No traço que me faço

- traço a traço –

às vezes me pinto nuvem,

às vezes me pinto árvore...



às vezes me pinto coisas

de que nem há mais lembrança...

ou coisas que não existem

mas que um dia existirão...



e, desta lida, em que busco

- pouco a pouco –

minha eterna semelhança,



no final, que restará?

Um desenho de criança...

corrigido por um louco!





Mundos



Um elevador lento e de ferragens belle époque

me leva ao antepenúltimo andar do Céu,

cheio de espelhos baços e de poltronas como o hall

de qualquer um antigo Grande Hotel,



mas deserto, deliciosamente deserto

de jornais falados e outros fantasmas da TV,

pois só se vê, ali, o que ali se vê

e só se escuta mesmo o que está bem perto:



é um mundo nosso, de tocar com os dedos,

mas este – onde a gente nunca está, ao certo,

no lugar em que está o próprio corpo



mas noutra parte, sempre do lado de lá!

não, não este mundo – onde um perfil é paralelo ao outro

e onde nenhum olhar jamais se encontrará...





Vidas



Nós vivemos num mundo de espelhos,

mas os espelhos roubam nossa imagem...

quando eles se partirem numa infinidade de estilhas

seremos apenas pó tapetando a paisagem.



Homens virão, porém, de algum mundo selvagem

e, com estes brilhantes destroços de vidro,

nossas mulheres se adornarão, seus filhos

inventarão um jogo com o que sobrar dos ossos.

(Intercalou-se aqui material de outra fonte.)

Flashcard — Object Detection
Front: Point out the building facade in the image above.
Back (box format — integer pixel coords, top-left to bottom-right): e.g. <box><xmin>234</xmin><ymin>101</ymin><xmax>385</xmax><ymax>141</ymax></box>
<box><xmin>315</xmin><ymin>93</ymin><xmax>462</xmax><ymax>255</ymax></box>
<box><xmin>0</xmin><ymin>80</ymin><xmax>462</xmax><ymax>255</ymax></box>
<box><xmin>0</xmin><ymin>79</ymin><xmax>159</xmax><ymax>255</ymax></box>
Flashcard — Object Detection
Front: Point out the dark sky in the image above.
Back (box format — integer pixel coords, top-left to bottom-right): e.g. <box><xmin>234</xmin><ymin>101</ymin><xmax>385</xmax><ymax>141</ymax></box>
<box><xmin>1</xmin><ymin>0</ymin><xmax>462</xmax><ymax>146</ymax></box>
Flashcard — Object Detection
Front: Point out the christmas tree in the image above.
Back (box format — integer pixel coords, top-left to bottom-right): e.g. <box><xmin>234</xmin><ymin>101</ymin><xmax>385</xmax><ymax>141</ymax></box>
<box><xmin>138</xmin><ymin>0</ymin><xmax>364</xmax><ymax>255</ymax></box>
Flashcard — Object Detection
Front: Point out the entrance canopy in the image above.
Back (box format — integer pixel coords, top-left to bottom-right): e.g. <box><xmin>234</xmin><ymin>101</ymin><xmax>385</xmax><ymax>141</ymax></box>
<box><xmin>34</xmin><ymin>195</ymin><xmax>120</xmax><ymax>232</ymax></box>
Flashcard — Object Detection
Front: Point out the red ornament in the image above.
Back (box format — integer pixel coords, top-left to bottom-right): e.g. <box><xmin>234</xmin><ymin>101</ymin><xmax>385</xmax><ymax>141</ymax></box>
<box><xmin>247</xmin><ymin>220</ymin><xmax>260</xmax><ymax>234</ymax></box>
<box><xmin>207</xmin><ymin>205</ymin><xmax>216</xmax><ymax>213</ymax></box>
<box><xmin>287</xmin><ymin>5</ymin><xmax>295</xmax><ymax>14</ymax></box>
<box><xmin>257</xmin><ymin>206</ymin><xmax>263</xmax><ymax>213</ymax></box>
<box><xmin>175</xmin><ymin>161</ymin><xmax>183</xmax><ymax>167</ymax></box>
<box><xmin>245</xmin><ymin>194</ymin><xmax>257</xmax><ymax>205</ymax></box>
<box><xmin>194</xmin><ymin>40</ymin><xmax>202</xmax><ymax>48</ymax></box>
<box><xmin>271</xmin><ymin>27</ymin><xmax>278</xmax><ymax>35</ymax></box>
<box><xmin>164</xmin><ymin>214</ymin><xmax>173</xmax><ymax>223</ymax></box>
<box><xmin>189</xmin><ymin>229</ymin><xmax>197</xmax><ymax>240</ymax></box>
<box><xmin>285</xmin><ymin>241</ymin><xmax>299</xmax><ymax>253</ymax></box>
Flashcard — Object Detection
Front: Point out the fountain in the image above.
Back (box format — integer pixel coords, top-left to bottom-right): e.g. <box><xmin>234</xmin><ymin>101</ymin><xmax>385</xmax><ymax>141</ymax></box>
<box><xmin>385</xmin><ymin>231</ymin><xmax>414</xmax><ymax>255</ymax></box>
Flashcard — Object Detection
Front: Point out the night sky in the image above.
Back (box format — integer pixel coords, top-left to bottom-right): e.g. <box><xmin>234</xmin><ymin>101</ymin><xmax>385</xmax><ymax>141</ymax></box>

E não posso terminar a visão

porque ainda não terminou o soneto

e o tempo é uma tela que precisa ser tecida...



mas quem foi que tomou agora o fio da minha vida?

que outro lábio canta, com a minha voz perdida,

nossa eterna primeira canção?!





O velho do espelho



Por acaso, surpreendo-me no espelho: quem é esse

que me olha e é tão mais velho do que eu?

Porém, seu rosto ... é cada vez mais estranho...

meu Deus, meu Deus... parece

meu velho pai! – que já morreu!

Como pude ficarmos assim?

Nosso olhar – duro – interroga:

“O que fizeste de mim?!”

eu, Pai?! Tu é que me invadiste,

lentamente, ruga a ruga... Que importa?! Eu sou, ainda,

aquele mesmo menino teimoso de sempre

e os teus planos enfim lá se foram por terra.

Mas sei que vi, um dia – a longa, a inútil guerra! –

Vi sorrir, nesses cansados olhos, um orgulho triste...







[1] Texto apresentado no Seminário sobre os Cem anos de Mário Quintana, FURG, novembro de 2006.
[2] Cf. GLEISER, Marcelo. O fim da terra e do céu – o Apocalipse na Ciência e na Religião. São Paulo: Cia das Letras, 2001.